10 July 2015
by Nicole Hasham
Barnaby Joyce either 'incompetent or lacks influence in cabinet' over coal mine approval
Agriculture Minister Barnaby Joyce withdrew from an appearance with Prime Minister Tony Abbott on Thursday.
Agriculture Minister Barnaby Joyce is under pressure to consider resigning from the frontbench after he castigated the government for approving a massive coal mine in his electorate.
The furore comes as the federal National party pressures NSW Deputy Premier Troy Grant over the potential impact of the mine, which must pass a final Baird government hurdle before proceeding.
Mr Joyce on Wednesday said "the world has gone mad" following Environment Minister Greg Hunt's approval for the deeply divisive open-cut Shenhua Watermark mine in the Liverpool Plains, a prime farming region in north-west NSW.
The Nationals MP withdrew from an expected appearance with Prime Minister Tony Abbott in Grafton on Thursday, but both Mr Abbott and Mr Joyce said it was due to scheduling issues.
However Mr Joyce's split from the Coalition stance follows an apparent pattern of tension between the Liberal Party and Mr Joyce, who is considered a future deputy prime minister.
Mr Abbott instructed him not to appear on this week's episode of the Q&A program after fallout from the appearance of former terror suspect Zaky Mallah.
The ban prevented Mr Joyce from promoting his highly anticipated agriculture white paper and Mr Joyce reportedly said "it would have been good" to have received more notice.

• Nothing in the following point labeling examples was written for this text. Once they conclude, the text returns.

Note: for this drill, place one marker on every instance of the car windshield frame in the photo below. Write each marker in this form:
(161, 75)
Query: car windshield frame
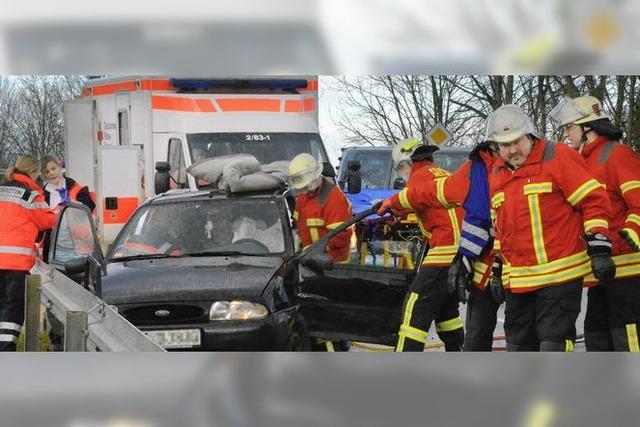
(129, 228)
(200, 145)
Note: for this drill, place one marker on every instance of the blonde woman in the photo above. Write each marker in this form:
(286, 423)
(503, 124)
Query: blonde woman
(59, 188)
(24, 214)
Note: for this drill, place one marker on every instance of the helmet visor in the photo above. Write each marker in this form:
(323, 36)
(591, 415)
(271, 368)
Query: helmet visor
(566, 112)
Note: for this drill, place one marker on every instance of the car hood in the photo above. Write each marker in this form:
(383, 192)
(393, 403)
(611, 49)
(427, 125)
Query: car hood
(187, 279)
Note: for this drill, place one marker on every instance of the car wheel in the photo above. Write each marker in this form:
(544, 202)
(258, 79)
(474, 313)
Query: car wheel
(299, 340)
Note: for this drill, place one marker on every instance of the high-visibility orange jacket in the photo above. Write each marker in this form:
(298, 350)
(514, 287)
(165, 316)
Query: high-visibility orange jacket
(440, 227)
(617, 167)
(321, 211)
(23, 214)
(542, 211)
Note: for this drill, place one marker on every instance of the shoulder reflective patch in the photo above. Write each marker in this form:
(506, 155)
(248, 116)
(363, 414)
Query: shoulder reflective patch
(12, 191)
(606, 152)
(439, 172)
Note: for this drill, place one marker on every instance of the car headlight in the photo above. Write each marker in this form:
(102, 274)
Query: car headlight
(237, 310)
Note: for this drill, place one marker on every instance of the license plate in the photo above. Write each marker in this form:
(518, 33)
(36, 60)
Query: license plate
(176, 338)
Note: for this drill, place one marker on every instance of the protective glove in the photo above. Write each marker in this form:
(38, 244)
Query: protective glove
(385, 207)
(628, 235)
(599, 249)
(459, 278)
(482, 146)
(496, 288)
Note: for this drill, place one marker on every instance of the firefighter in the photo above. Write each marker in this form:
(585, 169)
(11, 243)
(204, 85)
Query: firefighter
(59, 188)
(24, 214)
(320, 207)
(471, 268)
(552, 229)
(427, 299)
(613, 308)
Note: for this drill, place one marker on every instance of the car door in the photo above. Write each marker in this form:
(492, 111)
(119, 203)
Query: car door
(362, 300)
(74, 241)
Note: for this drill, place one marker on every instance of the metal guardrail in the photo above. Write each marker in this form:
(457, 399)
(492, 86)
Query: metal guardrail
(90, 324)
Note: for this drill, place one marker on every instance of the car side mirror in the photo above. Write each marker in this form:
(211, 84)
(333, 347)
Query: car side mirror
(162, 177)
(354, 177)
(317, 262)
(328, 170)
(75, 266)
(399, 183)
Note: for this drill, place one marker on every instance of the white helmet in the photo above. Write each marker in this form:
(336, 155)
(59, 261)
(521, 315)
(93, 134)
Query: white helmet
(304, 170)
(578, 111)
(403, 150)
(508, 123)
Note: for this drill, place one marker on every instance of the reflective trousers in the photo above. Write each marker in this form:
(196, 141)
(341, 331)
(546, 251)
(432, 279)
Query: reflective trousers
(613, 316)
(482, 312)
(427, 300)
(12, 288)
(545, 319)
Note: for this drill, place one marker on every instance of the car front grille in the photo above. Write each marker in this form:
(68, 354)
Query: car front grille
(162, 314)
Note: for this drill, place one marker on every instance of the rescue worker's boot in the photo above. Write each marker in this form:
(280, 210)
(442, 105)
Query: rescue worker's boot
(452, 339)
(626, 339)
(412, 336)
(426, 298)
(597, 333)
(598, 340)
(482, 312)
(12, 299)
(566, 346)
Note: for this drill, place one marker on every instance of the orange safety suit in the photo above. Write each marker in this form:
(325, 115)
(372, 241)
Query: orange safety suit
(24, 213)
(542, 211)
(319, 212)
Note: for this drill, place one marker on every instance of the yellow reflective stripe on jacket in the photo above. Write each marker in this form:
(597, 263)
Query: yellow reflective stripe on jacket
(440, 255)
(335, 225)
(449, 325)
(628, 186)
(497, 200)
(632, 338)
(315, 222)
(406, 322)
(404, 199)
(536, 228)
(575, 272)
(440, 193)
(595, 223)
(556, 265)
(634, 219)
(415, 334)
(569, 347)
(455, 227)
(583, 191)
(537, 188)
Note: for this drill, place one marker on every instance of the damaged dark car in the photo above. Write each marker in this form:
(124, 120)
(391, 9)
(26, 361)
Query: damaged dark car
(214, 271)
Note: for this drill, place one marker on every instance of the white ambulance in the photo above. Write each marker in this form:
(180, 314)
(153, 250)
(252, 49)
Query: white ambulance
(121, 128)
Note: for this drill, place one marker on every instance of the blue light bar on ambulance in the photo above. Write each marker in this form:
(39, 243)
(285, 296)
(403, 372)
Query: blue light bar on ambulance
(208, 84)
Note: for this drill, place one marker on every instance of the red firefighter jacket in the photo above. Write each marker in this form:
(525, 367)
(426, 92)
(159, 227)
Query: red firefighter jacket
(24, 213)
(542, 210)
(440, 227)
(321, 211)
(454, 191)
(617, 167)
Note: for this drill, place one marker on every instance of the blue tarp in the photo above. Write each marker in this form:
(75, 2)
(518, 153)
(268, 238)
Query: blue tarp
(363, 200)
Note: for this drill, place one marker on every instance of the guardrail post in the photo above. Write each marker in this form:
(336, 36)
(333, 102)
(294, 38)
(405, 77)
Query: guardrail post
(75, 331)
(32, 313)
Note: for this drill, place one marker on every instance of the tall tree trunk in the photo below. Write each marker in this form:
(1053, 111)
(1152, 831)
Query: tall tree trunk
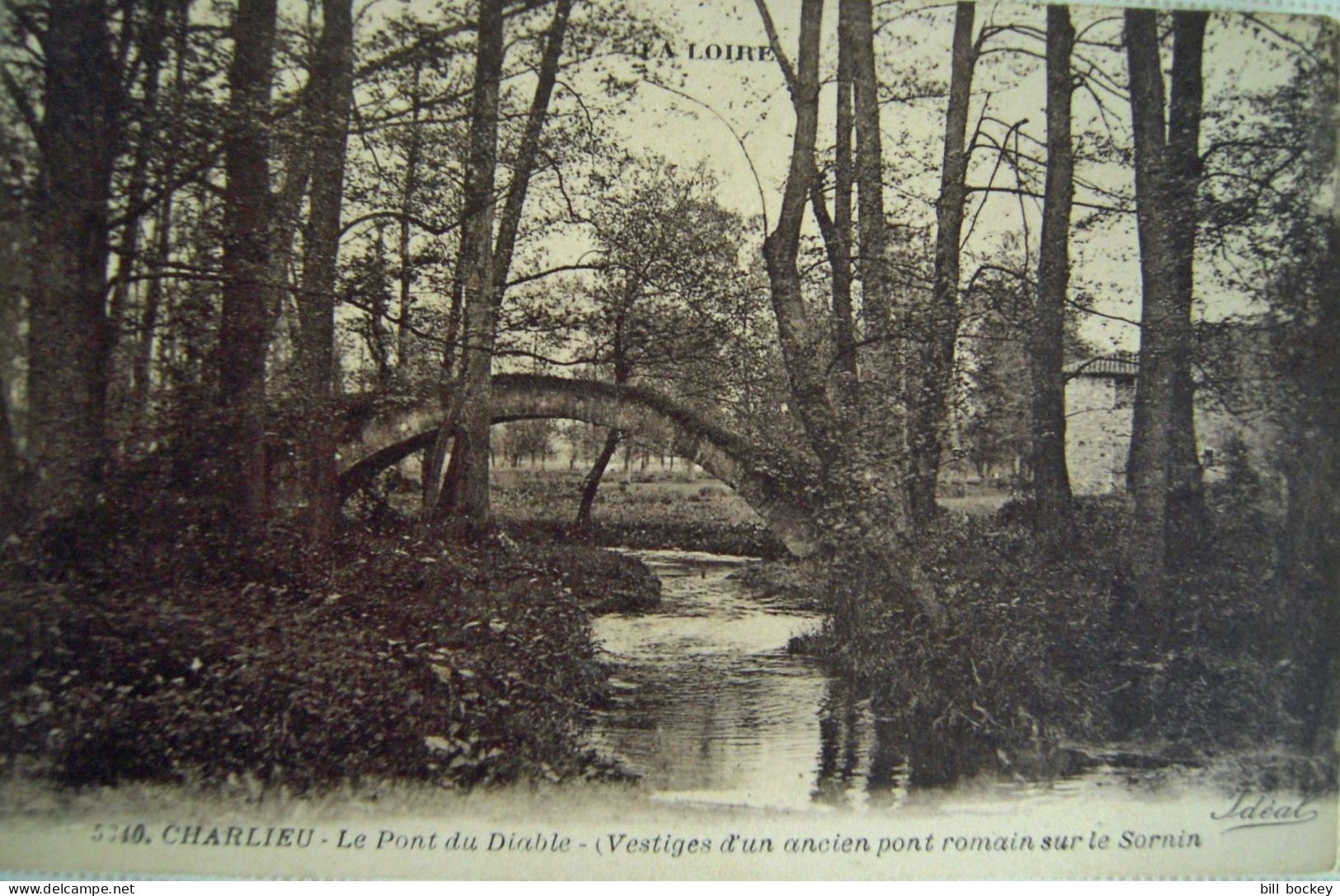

In March, the white paper's release was reportedly delayed after being heavily scrutinised by senior ministers and cabinet. The ABC quoted senior government figures saying it contained "every crackpot idea" from the past 25 years.
Labor's agriculture spokesman Joel Fitzgibbon questioned how Mr Joyce could sit in cabinet while railing against the mine decision, saying "he needs to consider his position" on the frontbench.
Mr Fitzgibbon said the mine approval showed Mr Joyce was either "incompetent and lacks influence in cabinet" or worse, did not seek to properly represent his constituents.
Mr Joyce said "the real lack of competence" lay with disgraced former NSW state Labor minister Ian Macdonald, who approved the Chinese government-owned firm's exploration licence.
Mr Joyce said he sought to influence the approval decision by successfully asking Mr Hunt to establish an independent scientific and environmental review of the mine.
He refused to respond to calls to reconsider his cabinet role.
The approval of the Shenhua project has prompted Tony Windsor, the former independent MP for Mr Joyce's seat of New England, to consider running for the seat again.
Abbott's words 'hollow'
Meanwhile, Federal Nationals senator John Williams has contacted Mr Grant to express concern over the mine, which he fears will damage aquifers and spread coal dust over the region.
The NSW government must grant a mining license to Shenhua before the project can start.
About $1.5 billion in royalties is expected to flow into the NSW government coffers over the life of the project. The state will also receive $200 million when the mining lease is granted.
Mr Grant's office did not comment. A spokesman for NSW Resources Minister Anthony Roberts said Shenhua was yet to apply for a mining lease, but any approval would require the firm to meet environment and planning laws.
Sarah Hubbard, 27, lives on her parents' crop and cattle farm at Spring Ridge, close to the potential mine site.
She said younger farmers fear the project will permanently damage groundwater supplies.
"I want to stay and live and work here. [The mine] creates total uncertainty for us. We don't know what's going to happen."
In 2010 as opposition leader, Mr Abbott visited the New England electorate and spoke of the "threat ... of mining in some of Australia's best agricultural land".
"The message I am getting loud and clear from locals is that they don't want to destroy this agricultural breadbasket with mining," Mr Abbott said, adding mining should be barred in the region until thorough water studies were done and it was "absolutely crystal clear" that agriculture would not be harmed.
NSW Farmers president Fiona Simson said on Thursday Mr Abbott's words were "hollow".
"No decision maker has had the backbone to do what is necessary, and that [is] to simply say no," she said.
"Local communities have raised serious and real issues in relation to impacts on the agricultural groundwater ... once that groundwater [is] affected, there is no going back."
On Thursday Mr Abbott, who has described coal as "good for humanity", said the Shenhua mine would be subject to "very strict environmental standards … put in place by a good government that is determined to strengthen our economy while at the same time protecting our environment".
Asked about Mr Joyce's dissent, Mr Abbott said MPs sometimes had to "give voice to the feelings of your constituents while at the same time being a loyal member of the government".